The sole character in the film who feels most capable of expressing their emotions is the school’s French teacher Mlle de Poitiers. Played exquisitely by Helen Morse – she gives the warmest, most engaging performance in the film – she is the only character who seems able to get in touch with her emotions, unfiltered by too much repression. Perhaps it is no coincidence that as a “double foreigner” (French among the Brits in Australia) she is less affected by the rules around her. Either way, she becomes a perfect audience surrogate, as slowly horrified and confused by the actions she sees around her in the college as the viewer is. Morse is fabulous in these scenes, from a burst of emotion when reunited with a character she thought lost, to quietly watching Mrs Appleyard’s disintegration late in the film.

But the real star is Weir’s masterful direction of the mood of this film.
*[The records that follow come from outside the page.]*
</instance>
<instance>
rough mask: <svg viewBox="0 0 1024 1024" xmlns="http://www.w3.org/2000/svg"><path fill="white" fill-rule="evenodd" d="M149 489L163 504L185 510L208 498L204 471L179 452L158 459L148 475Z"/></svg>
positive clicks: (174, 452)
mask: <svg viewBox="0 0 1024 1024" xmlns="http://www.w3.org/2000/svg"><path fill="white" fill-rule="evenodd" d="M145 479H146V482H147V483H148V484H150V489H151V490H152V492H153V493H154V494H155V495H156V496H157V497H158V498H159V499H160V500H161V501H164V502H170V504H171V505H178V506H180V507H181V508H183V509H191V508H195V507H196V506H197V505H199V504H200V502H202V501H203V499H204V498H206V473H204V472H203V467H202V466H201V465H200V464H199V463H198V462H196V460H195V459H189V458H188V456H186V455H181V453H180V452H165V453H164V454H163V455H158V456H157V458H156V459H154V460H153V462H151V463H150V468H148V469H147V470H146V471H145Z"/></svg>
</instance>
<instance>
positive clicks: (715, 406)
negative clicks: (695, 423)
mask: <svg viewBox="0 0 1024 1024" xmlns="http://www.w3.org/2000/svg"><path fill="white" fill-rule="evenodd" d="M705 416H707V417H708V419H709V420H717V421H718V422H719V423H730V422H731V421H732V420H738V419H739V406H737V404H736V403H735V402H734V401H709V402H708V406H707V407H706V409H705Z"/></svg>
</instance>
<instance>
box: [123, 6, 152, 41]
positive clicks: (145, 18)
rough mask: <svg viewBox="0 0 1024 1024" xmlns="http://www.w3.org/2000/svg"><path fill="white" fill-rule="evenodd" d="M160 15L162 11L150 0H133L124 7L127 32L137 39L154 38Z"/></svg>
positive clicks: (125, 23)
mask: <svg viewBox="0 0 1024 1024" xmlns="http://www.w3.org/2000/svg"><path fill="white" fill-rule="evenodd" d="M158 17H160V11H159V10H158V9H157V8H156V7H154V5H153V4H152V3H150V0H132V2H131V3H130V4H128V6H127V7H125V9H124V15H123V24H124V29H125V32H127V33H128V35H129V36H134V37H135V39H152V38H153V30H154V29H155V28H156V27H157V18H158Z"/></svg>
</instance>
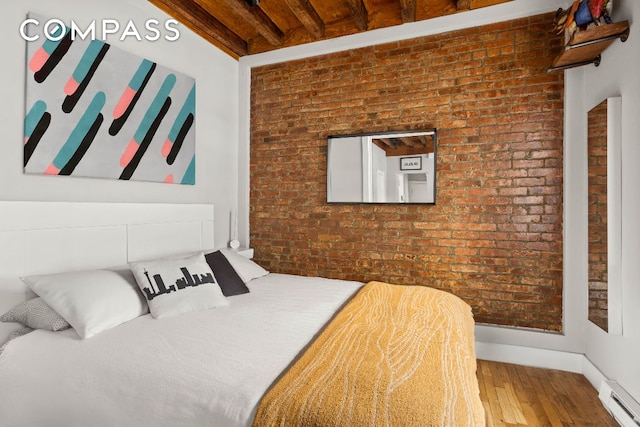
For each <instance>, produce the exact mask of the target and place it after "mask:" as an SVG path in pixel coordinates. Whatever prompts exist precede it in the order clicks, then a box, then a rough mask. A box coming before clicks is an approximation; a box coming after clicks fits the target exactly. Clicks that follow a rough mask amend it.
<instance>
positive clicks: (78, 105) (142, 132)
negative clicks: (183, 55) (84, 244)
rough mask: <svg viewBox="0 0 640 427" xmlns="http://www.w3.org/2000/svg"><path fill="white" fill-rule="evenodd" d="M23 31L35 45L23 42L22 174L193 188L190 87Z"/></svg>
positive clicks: (194, 172) (97, 45) (81, 48)
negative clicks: (167, 183) (26, 57)
mask: <svg viewBox="0 0 640 427" xmlns="http://www.w3.org/2000/svg"><path fill="white" fill-rule="evenodd" d="M29 18H35V19H38V20H39V21H40V22H46V21H47V19H46V18H41V17H38V16H34V15H33V14H29ZM27 30H28V31H29V35H30V36H33V35H39V36H40V37H39V38H38V40H36V41H28V42H27V67H26V72H27V90H26V102H25V121H24V171H25V173H28V174H43V175H70V176H77V177H92V178H106V179H120V180H135V181H151V182H159V183H175V184H185V185H194V184H195V166H196V157H195V99H196V84H195V79H193V78H192V77H189V76H187V75H185V74H182V73H178V72H176V71H173V70H171V69H168V68H166V67H164V66H162V65H159V64H157V63H155V62H153V61H150V60H148V59H144V58H140V57H138V56H136V55H133V54H130V53H127V52H125V51H123V50H121V49H119V48H117V47H114V46H112V45H110V44H108V43H106V42H103V41H100V40H89V39H88V38H87V40H83V39H82V38H76V39H75V40H72V37H70V32H69V30H68V29H67V28H64V27H62V26H60V27H59V28H58V29H56V31H55V33H54V34H55V35H56V36H59V37H60V40H58V41H53V40H49V39H47V38H46V37H45V35H44V34H43V30H42V27H41V26H29V27H27ZM63 34H64V36H63ZM56 38H58V37H56Z"/></svg>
Like that distributor said, there isn’t any plot as such – vital events happen off screen, and there is the distinct feeling that you are only being told half the story – but despite that, the film is compelling. So much is conveyed in the mood, the tensions, the style of the film that you are invited to bring your own interpretation to events. That makes it a continually rewarding piece of cinema – it invites you to make your own answers. 

This juggling of atmosphere to make something so enigmatic is so crucial to the film’s success that the recent mini-series remake effectively continued the trick (with a few extra insights into Mrs Appleyard), and contained arguably even fewer answers over its 5 hours than this did in 2. But Weir’s brilliantly made, beautifully shot, eerily unforgettable film rightly takes its place as (perhaps) the greatest Australian film ever made: it’s a film that is about Australia, and about the tensions, confusions and mysteries of that country. Brilliant.